Farmers in England learned last week that Defra is planning to offer them the chance to take a lump sum exit payment in 2022 instead of collecting their remaining Basic Payment Scheme (BPS) support annually as it is phased out by 2028.
The government’s objective is to accelerate the pace at which farmers who are unwilling or unable to transition to the Environmental Land Management scheme – which will replace BPS – make way for other farmers who are.
Crucial details of how exit payments will work remain unclear as Defra is planning to consult with industry on the offer in the new year, including precisely who will be eligible and how they will calculate what sum to pay.
See also: Defra unveils roadmap to ELM scheme
However, farmers now know enough to begin planning for a shakeup in 2022, said Vivienne Williams, a partner and head of the agriculture team at law firm Michelmores.
- This only applies to farm businesses in England. Other nations have signalled they intend to phase out area payments over a longer period.
- Defra will consult on the details of the scheme next year and it is scheduled to open for applicants in 2022.
- Defra secretary George Eustice said farmers will have to exit the industry to be eligible.
- Precise details of how the payment will be calculated and the tax implications are not yet known.
- Anticipation of the scheme is likely to lead to an increase in demand for naked acre letting.
Leaving the industry
It is now clear that the applicant who receives the payment will have to leave the industry in some form to be eligible for it, she said, and this means accelerating succession planning to be ready.
This may mean a tenant departing a property, or a landowner selling up or handing over their property to the next generation.
“For the retiring applicant, the key to achieving the objective will be to allow enough time to plan,” she said.
“If land needs to be surrendered, let, sold or transferred, that will take time and will need to be dovetailed with the timetable for the exit scheme.
“It will require more than simply the co-operation of the retiring farmer.”
Questions as yet remain unanswered about how farmers operating through limited companies, partnerships and other business structures will demonstrate they have left the industry.
If the payment is currently made to the business, rather than an individual, it is not clear whether all shareholders will have to leave.
If a business is genuinely going to be wound up, such a big change should not be looked at solely through the lens of an exit scheme, Ms Williams advised.
An applicant should be considering this scheme as one part of wider retirement, and tax planning and careful consideration should also be given to disposing of all of the business assets.
Delay to change
With at least 13 months until the scheme is set to open for applicants, business owners who had been planning to sell up in the next year are likely to put their plans on hold, said Hugh Townsend, head of rural advice and entitlements trading firm Townsend Chartered Surveyors.
Depending on the eventual rules of the scheme, it is likely to lead to some creative thinking for businesses who want to access the funding with the minimum of change, he said.
For example, it is not yet clear if a business would be permitted to exchange its entitlements for the lump sum and then buy fresh entitlements to continue to claim in the subsequent years.

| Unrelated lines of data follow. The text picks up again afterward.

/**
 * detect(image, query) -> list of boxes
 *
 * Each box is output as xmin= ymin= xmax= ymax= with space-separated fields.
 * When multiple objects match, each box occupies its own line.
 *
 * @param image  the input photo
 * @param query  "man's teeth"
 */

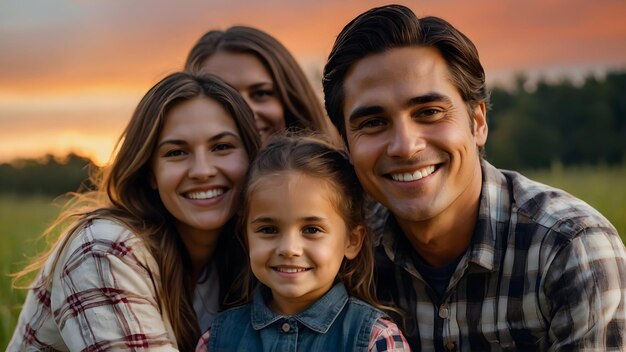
xmin=186 ymin=189 xmax=224 ymax=200
xmin=275 ymin=267 xmax=309 ymax=273
xmin=391 ymin=165 xmax=436 ymax=182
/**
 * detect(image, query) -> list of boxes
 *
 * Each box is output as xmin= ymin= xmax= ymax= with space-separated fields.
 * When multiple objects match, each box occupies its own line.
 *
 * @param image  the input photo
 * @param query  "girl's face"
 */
xmin=201 ymin=51 xmax=285 ymax=144
xmin=152 ymin=96 xmax=249 ymax=244
xmin=246 ymin=171 xmax=364 ymax=315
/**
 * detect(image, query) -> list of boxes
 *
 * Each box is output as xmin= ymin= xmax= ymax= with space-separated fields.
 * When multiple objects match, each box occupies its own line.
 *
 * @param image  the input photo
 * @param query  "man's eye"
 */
xmin=419 ymin=108 xmax=443 ymax=118
xmin=359 ymin=118 xmax=385 ymax=129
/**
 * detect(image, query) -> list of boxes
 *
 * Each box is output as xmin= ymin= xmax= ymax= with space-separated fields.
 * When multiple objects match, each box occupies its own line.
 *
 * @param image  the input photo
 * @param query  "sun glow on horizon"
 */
xmin=0 ymin=130 xmax=118 ymax=167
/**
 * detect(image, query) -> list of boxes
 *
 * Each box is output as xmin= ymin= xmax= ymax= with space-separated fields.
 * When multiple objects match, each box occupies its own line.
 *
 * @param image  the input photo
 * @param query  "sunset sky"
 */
xmin=1 ymin=0 xmax=625 ymax=165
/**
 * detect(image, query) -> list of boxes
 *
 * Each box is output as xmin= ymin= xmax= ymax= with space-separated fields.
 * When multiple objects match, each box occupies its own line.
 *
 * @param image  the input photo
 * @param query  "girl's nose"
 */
xmin=277 ymin=232 xmax=302 ymax=257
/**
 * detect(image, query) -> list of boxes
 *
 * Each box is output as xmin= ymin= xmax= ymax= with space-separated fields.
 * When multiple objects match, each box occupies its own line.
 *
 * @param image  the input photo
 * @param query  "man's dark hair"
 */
xmin=323 ymin=4 xmax=489 ymax=145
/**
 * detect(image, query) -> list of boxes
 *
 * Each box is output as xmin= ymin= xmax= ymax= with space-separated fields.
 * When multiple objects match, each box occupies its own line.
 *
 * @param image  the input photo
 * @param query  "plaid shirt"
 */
xmin=8 ymin=219 xmax=179 ymax=351
xmin=375 ymin=160 xmax=626 ymax=351
xmin=195 ymin=317 xmax=410 ymax=351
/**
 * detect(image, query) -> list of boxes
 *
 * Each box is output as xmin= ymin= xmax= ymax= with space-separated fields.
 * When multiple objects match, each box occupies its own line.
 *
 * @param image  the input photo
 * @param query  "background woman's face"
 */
xmin=201 ymin=51 xmax=285 ymax=143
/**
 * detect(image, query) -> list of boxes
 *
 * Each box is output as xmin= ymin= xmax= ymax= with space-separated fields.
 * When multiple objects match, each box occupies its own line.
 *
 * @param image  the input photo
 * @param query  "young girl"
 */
xmin=196 ymin=134 xmax=410 ymax=351
xmin=184 ymin=26 xmax=340 ymax=145
xmin=8 ymin=72 xmax=260 ymax=351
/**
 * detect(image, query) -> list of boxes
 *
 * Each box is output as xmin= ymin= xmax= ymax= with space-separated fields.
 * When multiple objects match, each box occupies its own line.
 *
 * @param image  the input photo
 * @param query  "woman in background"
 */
xmin=185 ymin=25 xmax=339 ymax=144
xmin=9 ymin=72 xmax=260 ymax=351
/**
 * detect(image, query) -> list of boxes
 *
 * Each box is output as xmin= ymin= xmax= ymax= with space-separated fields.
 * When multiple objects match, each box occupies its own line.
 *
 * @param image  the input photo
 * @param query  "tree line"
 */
xmin=485 ymin=70 xmax=626 ymax=170
xmin=1 ymin=70 xmax=625 ymax=196
xmin=0 ymin=153 xmax=96 ymax=196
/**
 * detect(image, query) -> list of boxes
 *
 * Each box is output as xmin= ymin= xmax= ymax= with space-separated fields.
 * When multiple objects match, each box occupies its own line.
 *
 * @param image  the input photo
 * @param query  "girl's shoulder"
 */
xmin=213 ymin=303 xmax=252 ymax=322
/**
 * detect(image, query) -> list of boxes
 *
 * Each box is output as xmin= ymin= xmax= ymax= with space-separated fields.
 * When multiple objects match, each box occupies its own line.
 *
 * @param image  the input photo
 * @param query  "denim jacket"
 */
xmin=208 ymin=282 xmax=385 ymax=351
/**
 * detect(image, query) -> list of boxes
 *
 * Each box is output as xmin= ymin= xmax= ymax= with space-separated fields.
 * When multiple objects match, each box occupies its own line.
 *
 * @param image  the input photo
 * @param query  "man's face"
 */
xmin=342 ymin=46 xmax=487 ymax=224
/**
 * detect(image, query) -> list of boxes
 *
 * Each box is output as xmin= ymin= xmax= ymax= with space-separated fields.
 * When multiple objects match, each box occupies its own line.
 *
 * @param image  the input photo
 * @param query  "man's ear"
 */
xmin=473 ymin=102 xmax=488 ymax=147
xmin=345 ymin=225 xmax=365 ymax=260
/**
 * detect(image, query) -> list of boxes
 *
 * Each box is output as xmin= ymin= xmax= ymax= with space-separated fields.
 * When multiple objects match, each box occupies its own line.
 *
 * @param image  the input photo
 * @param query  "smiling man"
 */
xmin=323 ymin=4 xmax=626 ymax=351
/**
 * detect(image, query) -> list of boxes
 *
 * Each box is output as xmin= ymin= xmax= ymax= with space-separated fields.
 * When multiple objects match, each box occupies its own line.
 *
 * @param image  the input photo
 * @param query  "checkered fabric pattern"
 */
xmin=375 ymin=160 xmax=626 ymax=351
xmin=7 ymin=219 xmax=179 ymax=351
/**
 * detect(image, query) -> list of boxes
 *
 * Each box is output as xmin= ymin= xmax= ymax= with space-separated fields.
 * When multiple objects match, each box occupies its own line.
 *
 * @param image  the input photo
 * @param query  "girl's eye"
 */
xmin=302 ymin=226 xmax=322 ymax=235
xmin=256 ymin=226 xmax=278 ymax=234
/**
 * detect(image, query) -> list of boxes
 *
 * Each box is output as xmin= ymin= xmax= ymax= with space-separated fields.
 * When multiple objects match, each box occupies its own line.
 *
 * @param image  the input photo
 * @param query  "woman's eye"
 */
xmin=251 ymin=90 xmax=274 ymax=101
xmin=164 ymin=149 xmax=186 ymax=157
xmin=212 ymin=143 xmax=233 ymax=152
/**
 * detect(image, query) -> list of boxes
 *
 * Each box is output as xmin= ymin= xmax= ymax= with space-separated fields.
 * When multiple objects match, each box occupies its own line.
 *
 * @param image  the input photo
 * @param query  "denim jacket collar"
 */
xmin=250 ymin=282 xmax=349 ymax=334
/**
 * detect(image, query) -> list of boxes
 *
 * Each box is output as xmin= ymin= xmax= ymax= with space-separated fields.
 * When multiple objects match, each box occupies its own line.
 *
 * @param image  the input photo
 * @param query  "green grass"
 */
xmin=0 ymin=166 xmax=624 ymax=348
xmin=0 ymin=194 xmax=61 ymax=350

Some businesses may contemplate naked acre letting, where a business with excess entitlements lends them to another business with more land than they have entitlements for.
“Since 2015, there has been really no naked acre letting until last year,” said Mr Townsend.
“It suddenly took off because the market has always been sensitive as to what the government is taking about,” he said, referring to early government pronouncements that it was contemplating a scheme that rolled up payments into a single year.
A naked acre is currently trading at £65/acre, up from £60/acre last year, and he is forecasting a further rise in demand.
The regular market in entitlements for non-severely disadvantaged area land is also expected to be strong after closing at a peak of £200/ha in May, when the trading window ceased.
Trade across the whole of the season averaged £119/ha, a rise of 7% on the previous year, he said.